To the extent that requiring a person to spend a full twenty years on the registry has a purpose, that purpose is fulfilled whether they spend that time on New York’s registry, a sister state’s registry, or a combination of the two.  The twenty-year requirement is the key, not the state in which the person is living while on the registry. New York has made the policy decision that, in order to protect the public, twenty years is sufficient time for a person deemed level one to register certain information.  At the end of that period, registration and notification to the public are no longer deemed necessary for such low-risk individuals.  It is the length of time that the person is required to register that is relevant, not the state in which the person lived during the twenty-year period.  There is no reason to restart the registration, verification and notification period simply because the individual spent part of this time period living in another state.  Rather, it is the passage of time without reoffending that diminishes the likelihood of reoffending.  The proposed legislation will therefore require DCJS to apply the credit for time spent on a sister state’s registry without the need for judicial intervention, making for the uniformity and universality of application.[2]
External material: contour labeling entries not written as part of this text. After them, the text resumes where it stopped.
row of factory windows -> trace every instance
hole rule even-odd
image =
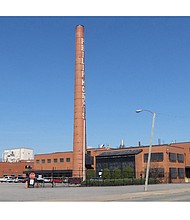
[[[53,161],[53,163],[58,163],[58,159],[57,158],[54,158],[54,159],[47,159],[47,163],[51,163]],[[70,162],[71,159],[68,157],[66,158],[66,162]],[[60,163],[64,163],[64,158],[59,158],[59,162]],[[40,160],[36,160],[36,164],[39,164],[40,163]],[[45,159],[41,159],[41,163],[46,163],[46,160]]]
[[[162,152],[151,154],[151,162],[160,162],[163,160],[164,160],[164,154]],[[144,162],[147,162],[147,161],[148,161],[148,154],[144,154]],[[184,163],[184,155],[170,152],[169,153],[169,161]]]
[[[146,172],[146,170],[145,170]],[[150,177],[167,177],[167,173],[164,172],[164,168],[150,168]],[[175,168],[170,167],[169,168],[169,177],[171,179],[183,179],[185,178],[185,169],[184,168]]]

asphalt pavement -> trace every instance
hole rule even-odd
[[[146,202],[190,201],[190,183],[80,187],[57,184],[26,188],[23,183],[0,183],[1,202]]]

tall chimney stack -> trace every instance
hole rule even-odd
[[[76,26],[73,177],[85,180],[86,115],[84,72],[84,26]]]

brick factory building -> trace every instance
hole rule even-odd
[[[130,166],[134,177],[145,177],[149,146],[124,148],[88,148],[85,155],[86,169],[99,171],[119,168],[121,171]],[[72,151],[34,155],[34,161],[15,163],[1,162],[0,177],[23,176],[34,171],[42,176],[72,177]],[[27,167],[30,166],[31,169]],[[77,172],[82,172],[78,170]],[[153,145],[150,163],[150,176],[158,177],[163,182],[184,182],[190,178],[190,142]]]
[[[26,176],[25,173],[32,169],[34,169],[34,161],[0,162],[0,177]]]
[[[98,174],[104,168],[121,170],[129,165],[134,177],[145,177],[149,146],[125,148],[87,149],[86,167]],[[34,156],[34,170],[38,174],[56,177],[72,176],[73,152],[57,152]],[[81,171],[78,171],[81,172]],[[159,177],[163,182],[184,182],[190,178],[190,142],[153,145],[150,176]]]

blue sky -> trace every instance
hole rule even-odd
[[[87,144],[190,141],[190,17],[0,17],[0,151],[72,150],[77,24]]]

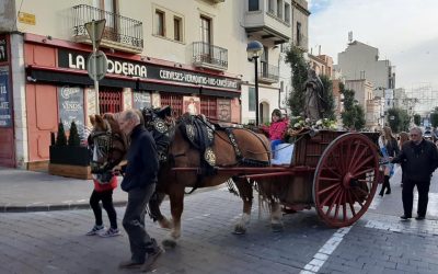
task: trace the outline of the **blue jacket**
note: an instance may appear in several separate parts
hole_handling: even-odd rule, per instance
[[[122,190],[129,192],[157,183],[159,170],[157,146],[151,134],[142,125],[132,129],[127,160]]]
[[[403,163],[403,178],[415,182],[430,182],[431,173],[438,167],[438,150],[434,142],[423,139],[415,145],[412,140],[403,144],[393,163]]]

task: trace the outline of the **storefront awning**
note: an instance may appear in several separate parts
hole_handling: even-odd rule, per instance
[[[81,85],[93,85],[94,81],[89,77],[88,73],[72,72],[68,70],[55,70],[51,68],[44,67],[28,67],[28,76],[32,81],[51,82],[59,84],[81,84]],[[136,81],[132,79],[113,78],[105,77],[99,81],[100,85],[115,87],[115,88],[131,88],[136,89]]]
[[[30,81],[50,82],[68,85],[93,85],[94,81],[87,71],[71,69],[59,69],[42,66],[28,66],[27,76]],[[174,84],[157,80],[139,80],[138,78],[108,75],[99,81],[100,85],[114,88],[131,88],[132,90],[163,91],[183,94],[210,95],[218,98],[239,98],[240,91],[226,89],[212,89],[204,85]]]

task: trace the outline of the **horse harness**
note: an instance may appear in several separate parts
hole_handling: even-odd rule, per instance
[[[115,150],[118,150],[120,153],[124,153],[124,151],[126,151],[126,144],[123,137],[119,134],[112,132],[111,125],[106,119],[104,119],[104,123],[106,125],[106,130],[93,130],[89,136],[89,147],[91,149],[91,152],[93,152],[90,165],[91,172],[94,174],[106,173],[117,164],[116,160],[112,157],[112,153]],[[124,147],[113,147],[114,140],[119,140]],[[107,160],[103,163],[99,162],[97,159],[94,158],[95,153],[107,156],[105,157],[105,159]]]
[[[188,140],[192,147],[197,149],[200,153],[200,172],[197,173],[195,186],[187,193],[191,194],[193,193],[196,189],[201,187],[201,181],[204,176],[208,175],[214,175],[217,173],[216,171],[216,155],[212,149],[212,145],[215,142],[215,134],[218,130],[223,130],[229,140],[226,140],[228,144],[230,144],[235,153],[237,162],[232,165],[250,165],[250,167],[268,167],[269,161],[260,161],[256,159],[249,159],[243,157],[241,149],[239,148],[239,145],[235,140],[235,135],[233,130],[235,128],[232,127],[220,127],[219,125],[214,125],[209,123],[208,121],[199,117],[199,116],[189,116],[185,117],[182,119],[182,123],[180,125],[180,129],[183,133],[183,136]],[[247,130],[247,129],[244,129]],[[263,140],[253,132],[249,130],[250,133],[254,134],[262,144]],[[218,135],[219,138],[222,138]],[[223,139],[223,138],[222,138]],[[265,145],[264,145],[265,146]],[[266,147],[265,147],[266,148]],[[266,151],[268,151],[268,148],[266,148]],[[183,157],[185,156],[184,153],[182,155],[175,155],[171,156],[172,159],[176,157]]]

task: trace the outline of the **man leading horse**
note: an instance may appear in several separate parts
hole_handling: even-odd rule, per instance
[[[157,146],[151,134],[140,123],[134,110],[119,115],[120,130],[130,138],[127,165],[124,169],[122,190],[128,193],[123,226],[129,237],[130,260],[122,262],[120,269],[142,267],[148,271],[162,249],[145,229],[146,206],[152,196],[159,171]],[[120,167],[114,168],[119,170]]]

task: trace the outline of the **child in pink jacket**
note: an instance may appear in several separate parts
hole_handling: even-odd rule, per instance
[[[263,126],[262,130],[269,134],[270,140],[270,150],[274,151],[275,147],[279,144],[285,142],[283,140],[283,136],[288,127],[287,119],[283,118],[283,114],[280,110],[275,109],[272,114],[272,123],[270,126]]]

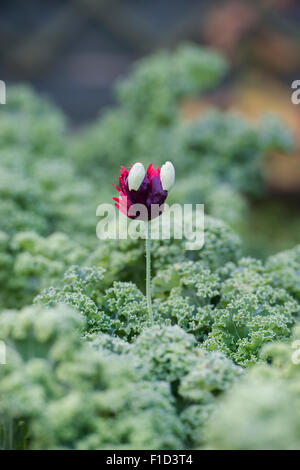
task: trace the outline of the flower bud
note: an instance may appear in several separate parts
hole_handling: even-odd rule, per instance
[[[175,168],[173,163],[166,162],[160,170],[160,180],[164,191],[170,191],[175,184]]]
[[[142,163],[135,163],[131,168],[128,175],[128,188],[129,191],[133,189],[137,191],[145,178],[145,168]]]

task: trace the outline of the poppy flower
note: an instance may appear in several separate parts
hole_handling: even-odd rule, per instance
[[[163,212],[163,204],[175,181],[175,170],[166,162],[161,170],[151,163],[147,171],[142,163],[135,163],[128,170],[121,167],[120,197],[113,198],[115,206],[130,219],[151,220]]]

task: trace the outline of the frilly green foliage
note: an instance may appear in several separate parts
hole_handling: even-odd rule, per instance
[[[265,346],[261,358],[271,365],[255,366],[224,396],[206,431],[209,447],[300,448],[299,327],[297,338],[297,343]]]
[[[142,378],[166,380],[185,428],[186,445],[200,445],[215,401],[241,376],[222,353],[199,349],[193,335],[176,326],[153,326],[129,351]]]
[[[82,343],[66,307],[0,316],[2,448],[177,449],[183,426],[166,382],[136,381],[128,361]]]
[[[83,262],[87,251],[63,233],[42,237],[0,232],[1,307],[29,304],[39,291],[56,284],[73,263]]]
[[[204,346],[248,366],[257,362],[263,344],[290,336],[300,306],[284,289],[271,286],[261,262],[241,259],[227,269]]]
[[[65,303],[87,320],[85,332],[103,332],[131,341],[147,322],[146,299],[130,282],[114,281],[102,286],[103,268],[72,266],[64,276],[63,287],[50,287],[35,299],[48,307]]]
[[[192,225],[199,232],[200,227]],[[171,227],[170,239],[152,240],[152,275],[160,275],[169,265],[185,261],[202,261],[209,269],[216,269],[229,261],[237,261],[241,253],[239,236],[220,220],[205,216],[205,243],[201,250],[187,250],[186,240],[174,238]],[[135,282],[144,288],[145,254],[142,239],[101,241],[88,262],[107,269],[106,282],[113,279]],[[158,282],[159,283],[159,282]],[[156,281],[154,280],[154,284]]]
[[[270,256],[266,268],[272,285],[286,289],[300,301],[300,245]]]

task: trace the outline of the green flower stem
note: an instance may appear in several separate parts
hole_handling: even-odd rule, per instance
[[[151,301],[151,226],[150,222],[146,222],[146,297],[149,321],[153,325],[153,312]]]

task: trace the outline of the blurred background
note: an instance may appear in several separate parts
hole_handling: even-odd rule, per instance
[[[29,156],[18,157],[18,171],[39,185],[51,208],[38,233],[78,229],[81,191],[90,210],[84,233],[94,237],[96,201],[112,196],[107,182],[120,164],[150,158],[172,159],[174,201],[204,202],[243,236],[246,253],[266,257],[300,242],[300,105],[291,103],[291,83],[300,79],[299,2],[2,0],[0,13],[0,78],[29,84],[68,121],[61,125],[57,113],[34,107],[23,92],[8,92],[1,107],[0,159],[12,171],[7,148],[23,151],[27,139]],[[180,49],[185,43],[191,48]],[[17,108],[25,110],[18,132]],[[262,125],[266,113],[280,125],[273,118]],[[46,166],[51,183],[41,176]],[[66,195],[72,172],[86,187],[76,192],[74,176]],[[15,195],[9,198],[15,204]],[[70,226],[67,211],[77,211]],[[10,213],[3,209],[4,218]],[[7,230],[15,233],[12,224]]]
[[[137,59],[186,40],[229,58],[230,99],[248,113],[282,105],[299,115],[289,107],[300,76],[297,0],[2,0],[0,12],[1,78],[29,81],[73,123],[112,104],[112,85]]]

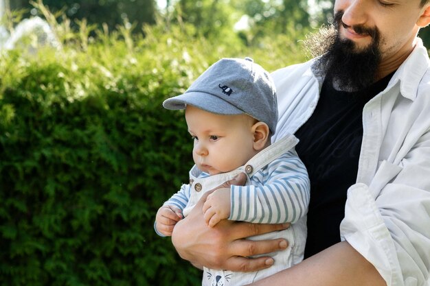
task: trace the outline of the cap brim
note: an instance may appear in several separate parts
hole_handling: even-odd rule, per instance
[[[172,110],[185,109],[187,105],[192,105],[203,110],[219,115],[233,115],[244,113],[241,110],[217,96],[198,91],[190,91],[166,99],[163,102],[163,106],[165,108]]]

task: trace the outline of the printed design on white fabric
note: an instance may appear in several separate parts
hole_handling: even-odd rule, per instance
[[[231,273],[229,274],[221,274],[221,275],[212,275],[210,272],[206,272],[207,274],[207,280],[210,280],[212,282],[211,286],[225,286],[227,285],[227,283],[230,281],[230,276],[231,276]]]

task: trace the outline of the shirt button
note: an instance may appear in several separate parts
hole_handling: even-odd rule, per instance
[[[199,182],[196,184],[196,185],[194,186],[194,189],[196,192],[199,192],[200,191],[201,191],[201,184],[200,184]]]
[[[252,173],[252,166],[247,165],[247,167],[245,167],[245,171],[246,171],[247,174]]]

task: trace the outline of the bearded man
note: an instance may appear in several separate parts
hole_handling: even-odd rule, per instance
[[[430,3],[336,0],[335,14],[310,41],[321,56],[272,74],[272,139],[295,134],[310,176],[308,238],[302,263],[253,285],[430,285],[430,60],[418,38]],[[286,225],[210,228],[201,209],[172,237],[194,264],[253,271],[273,260],[249,256],[287,247],[243,239]]]

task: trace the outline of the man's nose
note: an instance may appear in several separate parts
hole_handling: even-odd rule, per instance
[[[348,26],[365,25],[367,21],[368,0],[341,0],[337,10],[343,11],[342,22]]]

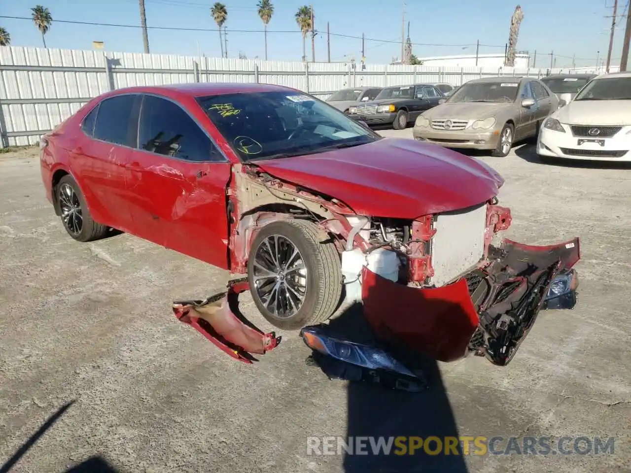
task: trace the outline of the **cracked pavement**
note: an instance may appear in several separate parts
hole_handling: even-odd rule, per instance
[[[44,196],[37,150],[0,155],[0,465],[76,400],[13,471],[61,473],[94,457],[134,472],[631,471],[631,166],[543,165],[528,145],[478,157],[506,180],[507,237],[581,237],[579,303],[541,312],[509,366],[439,364],[442,382],[410,395],[329,381],[305,365],[297,332],[280,331],[254,366],[234,361],[170,309],[223,289],[221,271],[128,235],[74,242]],[[306,454],[307,436],[347,435],[616,440],[613,455],[442,464]]]

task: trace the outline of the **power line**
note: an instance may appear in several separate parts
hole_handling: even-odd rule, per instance
[[[7,16],[4,15],[0,15],[0,18],[8,18],[9,20],[28,20],[29,21],[32,21],[33,19],[27,17],[27,16]],[[142,28],[138,25],[122,25],[119,23],[98,23],[96,21],[78,21],[76,20],[55,20],[54,23],[69,23],[71,25],[87,25],[89,26],[114,26],[116,28]],[[184,28],[178,26],[147,26],[148,30],[162,30],[167,31],[194,31],[194,32],[216,32],[218,28]],[[230,29],[230,32],[232,33],[262,33],[264,30],[240,30],[240,29]],[[271,31],[268,30],[268,33],[292,33],[295,34],[299,32],[296,30],[289,30],[289,31]],[[331,36],[336,36],[339,38],[348,38],[350,39],[362,39],[361,36],[353,36],[352,35],[344,35],[341,33],[330,33]],[[365,38],[366,41],[373,41],[378,43],[396,43],[396,44],[399,44],[399,40],[383,40],[383,39],[377,39],[375,38]],[[475,46],[476,43],[469,43],[466,44],[432,44],[432,43],[412,43],[413,46],[432,46],[432,47],[463,47],[468,46]],[[490,45],[490,44],[480,44],[480,46],[484,46],[485,47],[493,47],[493,48],[504,48],[504,45]]]

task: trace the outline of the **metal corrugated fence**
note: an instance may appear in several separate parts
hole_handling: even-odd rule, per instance
[[[418,82],[460,85],[498,75],[540,76],[546,69],[436,67],[228,59],[167,54],[0,47],[0,148],[39,137],[90,98],[114,89],[184,82],[285,85],[322,99],[345,87]],[[559,71],[555,69],[553,73]]]

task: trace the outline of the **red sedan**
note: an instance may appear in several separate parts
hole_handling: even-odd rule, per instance
[[[71,237],[115,228],[247,274],[276,327],[361,301],[384,339],[444,361],[476,352],[505,365],[544,299],[575,289],[573,277],[551,284],[578,261],[578,238],[491,244],[511,218],[490,166],[382,137],[293,89],[121,89],[40,146],[46,194]]]

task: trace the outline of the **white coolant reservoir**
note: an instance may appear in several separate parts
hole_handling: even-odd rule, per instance
[[[362,269],[364,266],[382,277],[396,282],[399,279],[399,258],[396,253],[378,248],[367,255],[359,248],[342,252],[342,274],[346,300],[362,300]]]

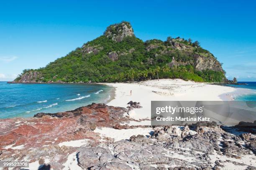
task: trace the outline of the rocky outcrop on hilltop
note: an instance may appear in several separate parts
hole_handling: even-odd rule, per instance
[[[209,69],[214,71],[223,72],[221,64],[215,58],[211,56],[205,56],[195,54],[195,66],[196,70],[199,71]]]
[[[138,127],[121,125],[132,120],[127,111],[92,103],[70,111],[40,113],[31,118],[1,120],[0,160],[26,160],[33,163],[31,168],[33,164],[54,170],[256,168],[254,134],[203,122],[154,127],[148,134],[132,135]],[[96,132],[103,127],[108,128],[109,137]],[[115,140],[114,130],[128,130],[131,136]]]
[[[134,34],[131,24],[123,21],[119,24],[109,26],[104,32],[104,35],[119,42],[122,41],[125,37],[134,36]]]
[[[41,78],[41,73],[38,71],[30,71],[25,72],[20,77],[20,79],[17,80],[17,83],[33,83],[36,82],[38,79]]]
[[[144,42],[135,37],[129,22],[123,21],[110,25],[102,35],[44,68],[25,70],[10,82],[113,82],[166,78],[223,82],[221,64],[199,44],[179,37]],[[156,74],[156,68],[166,65],[170,70],[166,68],[165,72]],[[180,69],[171,70],[174,66]]]

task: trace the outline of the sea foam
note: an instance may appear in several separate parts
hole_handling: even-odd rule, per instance
[[[68,101],[74,101],[74,100],[81,100],[83,98],[88,98],[89,97],[90,97],[91,96],[90,95],[88,95],[84,96],[81,96],[80,97],[78,98],[76,98],[74,99],[69,99],[69,100],[66,100],[65,101],[67,101],[67,102]]]
[[[94,94],[99,94],[99,93],[100,93],[101,92],[103,92],[103,90],[100,90],[99,91],[97,91],[97,92],[95,92]]]
[[[51,107],[53,107],[53,106],[56,106],[56,105],[58,105],[58,103],[55,103],[52,104],[51,105],[49,105],[48,106],[45,107],[44,108],[51,108]]]
[[[26,112],[26,113],[30,113],[31,112],[35,112],[36,111],[38,111],[38,110],[41,110],[41,109],[42,109],[42,108],[38,108],[37,109],[36,109],[35,110],[31,110],[31,111],[27,111]]]
[[[37,102],[41,103],[41,102],[47,102],[47,100],[43,100],[43,101],[38,101]]]

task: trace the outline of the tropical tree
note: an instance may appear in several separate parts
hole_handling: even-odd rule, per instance
[[[175,65],[173,68],[172,68],[172,70],[173,71],[174,73],[174,72],[178,72],[178,68]]]
[[[156,74],[157,75],[157,79],[159,80],[159,77],[158,76],[158,72],[160,71],[161,70],[161,68],[158,65],[157,65],[155,68],[155,70],[156,72]]]
[[[154,69],[150,68],[149,69],[148,69],[148,74],[150,76],[150,79],[151,79],[151,76],[152,76],[152,78],[153,78],[155,75],[156,75],[156,71]]]
[[[164,65],[162,67],[162,71],[164,73],[170,71],[170,67],[167,65],[167,64],[166,65]]]
[[[142,76],[145,79],[145,80],[146,80],[147,78],[148,77],[148,72],[147,70],[145,70],[142,71]]]

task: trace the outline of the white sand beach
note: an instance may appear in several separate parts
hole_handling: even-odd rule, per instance
[[[143,108],[135,109],[129,112],[130,117],[137,120],[150,117],[151,100],[229,100],[232,99],[229,97],[230,95],[225,94],[236,90],[234,88],[181,79],[160,79],[131,83],[105,84],[115,88],[115,98],[108,105],[126,108],[127,103],[131,100],[140,102]],[[132,121],[129,125],[150,124],[149,121],[139,122]]]

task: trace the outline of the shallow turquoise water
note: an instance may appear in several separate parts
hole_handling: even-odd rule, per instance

 Thank you for your consideration.  We stand ready to assist and respond to any questions.

Sex Offense Working Group
Zachary Margulis-Ohnuma, Chair

Criminal Justice Operations Committee
Tess Cohen, Chair

September 2021

 


Footnotes

[1] Megan’s Law: Final Guidelines for the Jacob Wetterling Crimes Against Children and Sexually Violent Offender Registration Act, as Amended, 64 Fed. Reg. 2 at 578 (January 5, 1999).

[2] It should be noted that New York conducts a risk-level assessment hearing when the person moves to New York from another state.  If at that hearing he or she is deemed to be level one, i.e., at the lowest risk of reoffending, then under this proposal, any time spent on the registry in another state would count as credit towards New York’s twenty-year requirement. If there were problems encountered in the other state (e.g., re-offense or failure to properly register), then that would be taken into account at the New York SORA hearing and possibly affect the risk assessment level.  If the person is determined to be level 2 or level 3, then he or she would be subject to lifetime registration under New York law, and this proposal would not be applicable, unless his or her risk level is subsequently reduced to a low risk by a New York Court as the result of a modification petition.